“Partially Identified Stan Model of COVID-19 Spread”

Robert Kubinec writes:

I am working with a team collecting government responses to the coronavirus epidemic. As part of that, I’ve designed a Stan time-varying latent variable model of COVID-19 spread that only uses observed tests and cases. I show while it is impossible to know the true number of infected cases, we can rank/sign identify the effects of government policies on the virus spread. I do some preliminary analysis with the dates of emergency declarations of US states to show that states which declared earlier seem to have lower total infection rates (though they have not yet flattened the infection curve).
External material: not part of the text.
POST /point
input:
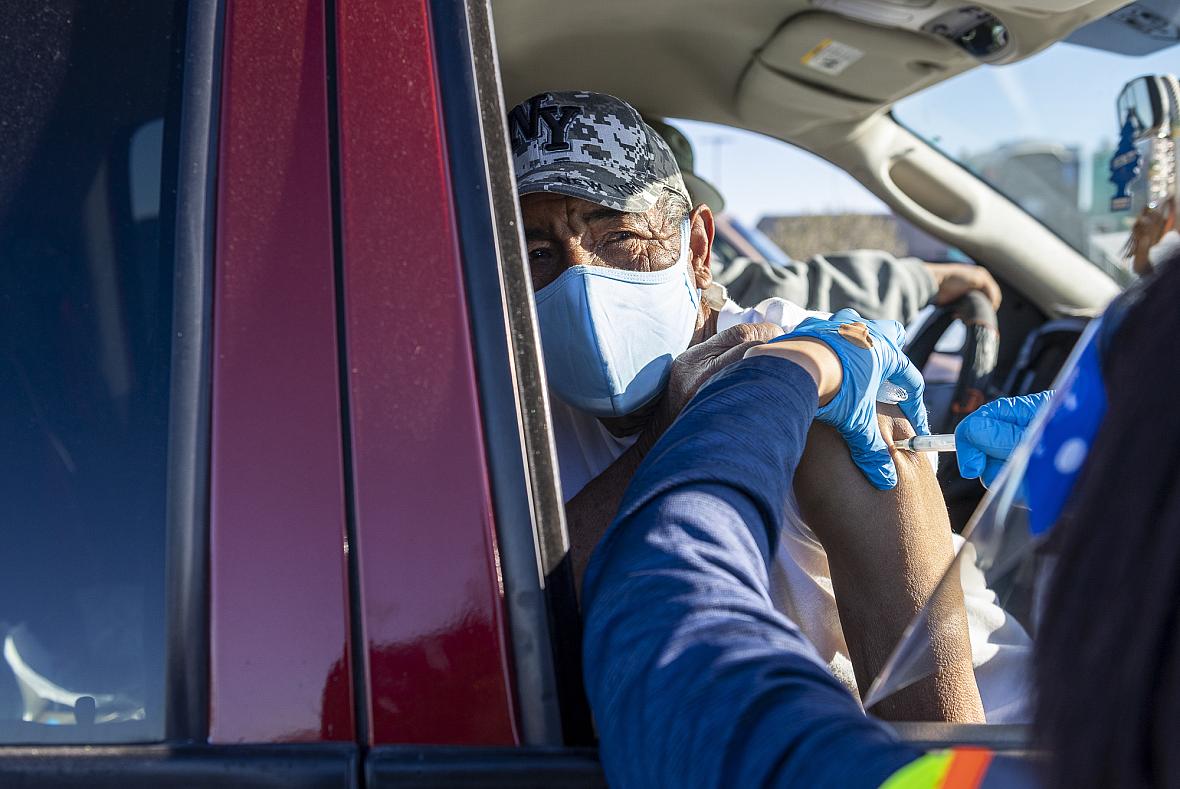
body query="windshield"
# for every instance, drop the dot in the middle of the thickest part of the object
(1042, 132)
Furthermore, by incorporating informative priors from SEIR/SIR models, it is possible to identify the scale of the latent variable and provide more informative estimates of total infected. These estimates (conditional on a lower bound based on SIR/SEIR models) report that approximately 700,000 Americans have been infected as of yesterday, or roughly 6-7 times the observed case count, as many SEIR/SIR models have predicted.

I’m emailing you as I would love feedback on the model as well as to share it with others who may be engaged in similar modeling tasks.

Paper link

Github with Data & Stan code

3 thoughts on ““Partially Identified Stan Model of COVID-19 Spread”

  1. We are looking for a few more collaborators to help build a machine learning data science online app to help prevent COVID-19 and manage social distancing at a local level and on a weekly basis.

    Problem we want to solve

    To turn parts of society back on, state and local governments need to know when it is safe for people to decrease their social distancing, zipcode by zipcode, week by week. This will be needed until we have antivirals, vaccines, and/or herd immunity – probably at least for much of 2020.

    Proposed solution

    Provide an online “safe map” – an online covid advisory to enable local leaders and communities to easily understand the progress of COVID-19 in their area on a daily or weekly basis. Use the safe map to keep R<1 everywhere, always.

    We will utilize a range of data streams including Facebook's new Disease Prevention Maps. At first we will not be trying to make complex long-range predictions, but as we iterate we may write and train/estimate more complex models.

    Collaborators

    Current collaborators include London School of Hygiene and Tropical Medicine, Columbia CS and Statistics Departments, Facebook Disease Prevention Maps, and professional data science engineers from multiple networks including the Open Data Science Conference (ODSC).

    Here is a link to more detailed project description,

    and a google sheet where people can join the project.

    All the best,
    Ben Vigoda

    MIT PhD, Post-Doctoral Fellow, Visiting Scientist, National Academy of Sciences Kavli Fellow, World Economic FOrum Technology Pioneer.
    CEO Gamalon, Inc. (An advanced machine learning company)

  2. I would be interested in contributing to development and testing some of the underlying statistical models. I’m a retired statistician/applied mathematician with a background on mortality modeling, pharmacometrics, financial risk models and other areas.

    I could chip in on the development of testing on models using R, STAN, MATLAB, or SAS; I have had a niche in models that use differential equations. I am interested, for example, in models that use different kinds of nonlinear terms ( e.g., terms for densities).

    In my experience, success in this area requires running thousands of models, and I can also work on practical aspects of that problem.